Après 2 numéros, bons mais qui n’ont pas vraiment déplace dans cette collection, voici enfin un volume indispensable, une vraie grande saga qui redéfinie le personnage de Tony Stark en le modernisant. Je parle de la saga Iron Man Extremis (publié en VO dans les épisodes 1 à 6 du V4 de la série Iron Man), scénarisée par Warren Ellis (Nextwave, Supergod) et dessinée par Adi Granov. Le premier nom doit surement vous dire quelque chose vu le nombre de fois qu’on en a reparlé, mais le second doit surement moins vous parlé. Granov est un illustrateur qui fait un grand nombre de couverture pour Marvel, et qui a, à la suite de son travail sur Extremis, designé les armures du film Iron Man. Ce duo va, avec cette histoire, réécrire le personnage de Tony Stark, lui donnant un coup de jeune (par un truchement scénaristique) afin de le rendre plus contemporain. Mais le cœur de l’intrigue, c’est le vol d’un super virus appelé « Extremis » par un groupuscule terroriste. Ce virus à pour effet, pour celui qui se l’implante, de changer son corps humain et de voir apparaitre des pouvoirs spéciaux.
Le scénario de Warren Ellis permet, comme dit précédemment, de rendre le personnage plus moderne, avec une redéfinition du caractère de Stark, beaucoup plus inventeur que Don Juan et plus pessimiste à la suite des évènements qui l’ont fait devenir Iron Man. Si le tout est très décompressé et aurait tenu en 3/4 épisodes, la lecture reste très agréable et intéressante. Ellis montre son talent de conteur, avec une caractérisation de Stark vraiment parfaite, à mis chemin entre le génie et le dépressif, et en marge de la société (malgré la participation de son entreprise à celle ci). L’introduction des deux nouveau personnages, Maya et Sal, est également réussie. Globalement, Ellis n’a jamais brillé chez les deux grands. Il signe pourtant un excellent scénario, qui est surement son second meilleur boulot chez Marvel (juste derrière Nextwave, qui squatte la première place)
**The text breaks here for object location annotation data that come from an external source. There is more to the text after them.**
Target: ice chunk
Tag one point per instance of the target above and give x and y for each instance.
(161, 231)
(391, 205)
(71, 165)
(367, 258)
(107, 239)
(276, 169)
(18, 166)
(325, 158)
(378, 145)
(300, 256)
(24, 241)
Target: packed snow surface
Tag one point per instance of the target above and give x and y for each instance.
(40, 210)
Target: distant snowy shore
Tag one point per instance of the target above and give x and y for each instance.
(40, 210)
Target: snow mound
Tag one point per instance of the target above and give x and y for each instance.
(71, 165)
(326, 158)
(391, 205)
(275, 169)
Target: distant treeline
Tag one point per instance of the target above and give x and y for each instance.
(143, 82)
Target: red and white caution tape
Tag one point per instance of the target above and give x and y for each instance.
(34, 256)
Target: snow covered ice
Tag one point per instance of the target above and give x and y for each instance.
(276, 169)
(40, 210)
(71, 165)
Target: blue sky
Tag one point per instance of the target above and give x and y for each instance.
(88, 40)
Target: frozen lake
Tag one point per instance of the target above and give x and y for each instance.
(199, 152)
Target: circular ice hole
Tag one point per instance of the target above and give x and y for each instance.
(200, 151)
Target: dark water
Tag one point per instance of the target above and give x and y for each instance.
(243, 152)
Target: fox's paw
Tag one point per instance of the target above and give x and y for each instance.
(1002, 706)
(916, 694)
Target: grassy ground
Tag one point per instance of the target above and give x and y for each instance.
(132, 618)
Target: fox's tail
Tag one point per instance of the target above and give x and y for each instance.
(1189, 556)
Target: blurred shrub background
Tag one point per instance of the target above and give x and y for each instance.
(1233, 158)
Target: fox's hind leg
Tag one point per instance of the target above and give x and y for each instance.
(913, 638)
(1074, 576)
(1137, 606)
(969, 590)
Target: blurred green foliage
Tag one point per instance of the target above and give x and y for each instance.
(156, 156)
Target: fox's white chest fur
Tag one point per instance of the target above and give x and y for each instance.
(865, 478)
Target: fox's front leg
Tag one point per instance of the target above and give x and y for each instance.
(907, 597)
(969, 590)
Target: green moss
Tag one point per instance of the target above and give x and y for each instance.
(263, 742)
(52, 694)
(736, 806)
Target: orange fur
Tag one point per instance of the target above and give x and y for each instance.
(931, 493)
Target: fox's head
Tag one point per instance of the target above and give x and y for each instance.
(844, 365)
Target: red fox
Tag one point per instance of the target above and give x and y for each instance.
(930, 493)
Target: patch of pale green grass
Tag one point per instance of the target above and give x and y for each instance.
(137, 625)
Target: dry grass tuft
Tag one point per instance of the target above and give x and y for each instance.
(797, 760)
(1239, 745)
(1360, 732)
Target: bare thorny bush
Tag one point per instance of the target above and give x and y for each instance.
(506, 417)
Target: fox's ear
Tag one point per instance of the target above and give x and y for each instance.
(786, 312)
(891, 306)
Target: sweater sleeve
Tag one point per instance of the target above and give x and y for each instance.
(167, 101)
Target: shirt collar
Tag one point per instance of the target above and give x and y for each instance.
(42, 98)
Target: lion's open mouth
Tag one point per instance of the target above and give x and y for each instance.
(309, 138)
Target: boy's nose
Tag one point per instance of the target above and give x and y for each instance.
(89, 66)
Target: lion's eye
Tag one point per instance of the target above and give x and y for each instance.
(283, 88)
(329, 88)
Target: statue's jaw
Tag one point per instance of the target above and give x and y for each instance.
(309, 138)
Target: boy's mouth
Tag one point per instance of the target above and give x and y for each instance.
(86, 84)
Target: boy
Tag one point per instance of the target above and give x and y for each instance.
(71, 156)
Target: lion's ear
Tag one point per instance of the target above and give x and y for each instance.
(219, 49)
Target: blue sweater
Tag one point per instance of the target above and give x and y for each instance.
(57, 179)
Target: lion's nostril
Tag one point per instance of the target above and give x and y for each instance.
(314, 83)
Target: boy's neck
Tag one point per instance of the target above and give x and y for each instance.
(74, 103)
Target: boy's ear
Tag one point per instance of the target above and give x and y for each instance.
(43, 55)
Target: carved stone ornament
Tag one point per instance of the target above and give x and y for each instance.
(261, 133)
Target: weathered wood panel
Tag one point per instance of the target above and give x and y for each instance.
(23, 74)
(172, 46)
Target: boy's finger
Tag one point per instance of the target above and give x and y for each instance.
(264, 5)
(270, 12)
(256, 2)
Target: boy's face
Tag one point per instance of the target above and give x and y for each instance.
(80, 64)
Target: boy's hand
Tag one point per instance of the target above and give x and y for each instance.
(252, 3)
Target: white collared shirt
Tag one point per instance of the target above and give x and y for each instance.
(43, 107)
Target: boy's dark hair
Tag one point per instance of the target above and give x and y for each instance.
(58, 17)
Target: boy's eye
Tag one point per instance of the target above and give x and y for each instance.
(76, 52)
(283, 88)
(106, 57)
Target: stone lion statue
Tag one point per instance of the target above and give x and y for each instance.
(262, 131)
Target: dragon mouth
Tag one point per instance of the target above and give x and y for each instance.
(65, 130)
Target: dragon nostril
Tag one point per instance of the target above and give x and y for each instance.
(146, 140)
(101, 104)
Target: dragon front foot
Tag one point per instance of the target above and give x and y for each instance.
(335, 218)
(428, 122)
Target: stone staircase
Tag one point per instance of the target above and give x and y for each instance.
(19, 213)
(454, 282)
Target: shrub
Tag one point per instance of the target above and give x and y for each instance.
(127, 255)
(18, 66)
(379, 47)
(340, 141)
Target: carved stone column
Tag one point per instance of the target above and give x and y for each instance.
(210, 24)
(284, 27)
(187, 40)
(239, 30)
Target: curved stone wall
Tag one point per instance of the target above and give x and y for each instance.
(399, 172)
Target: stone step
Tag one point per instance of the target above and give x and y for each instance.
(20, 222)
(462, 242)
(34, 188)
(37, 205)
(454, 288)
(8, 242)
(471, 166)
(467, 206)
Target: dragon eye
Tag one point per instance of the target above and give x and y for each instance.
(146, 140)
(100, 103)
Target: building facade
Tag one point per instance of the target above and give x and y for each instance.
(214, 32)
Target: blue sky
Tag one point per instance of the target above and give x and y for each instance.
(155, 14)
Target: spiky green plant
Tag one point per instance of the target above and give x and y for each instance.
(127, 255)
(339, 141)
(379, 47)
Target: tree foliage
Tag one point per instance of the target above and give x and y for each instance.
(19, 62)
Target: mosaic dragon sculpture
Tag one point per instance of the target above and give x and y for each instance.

Pour ce qui est de la partie graphique, si on peut reprocher un peu de froideur et rigidité à certaines scènes de dialogues, les scènes d’action sont grandioses, avec un Iron Man plus beau et puissant que jamais. Adi Granov, dans l’apparente rigidité de son dessin, donne également dans le dynamique. Son découpage est classique, mais efficace. Encore une fois, on remarque allégrement que l’histoire est volontairement décompressée pour laisser plus de planches à l’artiste. Le résultat est, malgré ses quelques défauts de rythmes, une excellente lecture. Un très bon album, avec une saga importante dans l’histoire du personnage, qui rempli enfin le cahier des charges de la collection. On regrettera que, malgré l’ambition du récit et ses bonnes idées, pas mal d’éléments ont été effacé de la continuité. Quoi qu’il en soit, cette saga reste essentiel pour le personnage.

Là aussi, justifié par la sortie d’un film, X-Men: Le Commencement le 1er juin (retrouvez la critique ici), ce 4ème album est consacré aux mutants de Charles Xavier avec la mini-série X-Men Deadly Genesis d’Ed Brubaker (Criminal) et Trevor Hairsine. Dans un contexte difficile pour les mutants (il n’en reste qu’une poignée depuis que la Sorcière Rouge a dit « Plus de Mutant », et le peu qu’il reste est surveillé de très près par le gouvernement), une météorite va tomber sur terre, amenant avec elle un sombre inconnu, révélant au passage de très lourd secret sur Charles Xavier (qui a disparu) et les fondements même des X-Men.
Un récit ambitieux, de la part du scénariste de Criminal, plutôt bien choisi pour cette collection, puisqu’il aborde le passé des X-Men, tout comme le film. Ainsi, tout en se servant plutôt bien de la continuité, Brubaker introduit un nouveau personnage dans l’univers des mutants, tout en changeant le passé d’une certaine équipe des X-Men. Si la justification en elle-même est plutôt maline et intéressante, surtout sur le personnage de Xavier, bien plus cachotier qu’on pourrait croire, la façon dont elle est raconté est assez maladroite, enchainant les flash-back de manière un petit peu bordélique. Par conséquent, la narration l’est également quelque peu. Mais le tout reste tout de même compréhensible par tous, et surtout par le cœur de cible de cette collection : les nouveaux lecteurs. Malgré ses défauts, cette mini-série est assez riche en rebondissement et en action pour être agréable à lire.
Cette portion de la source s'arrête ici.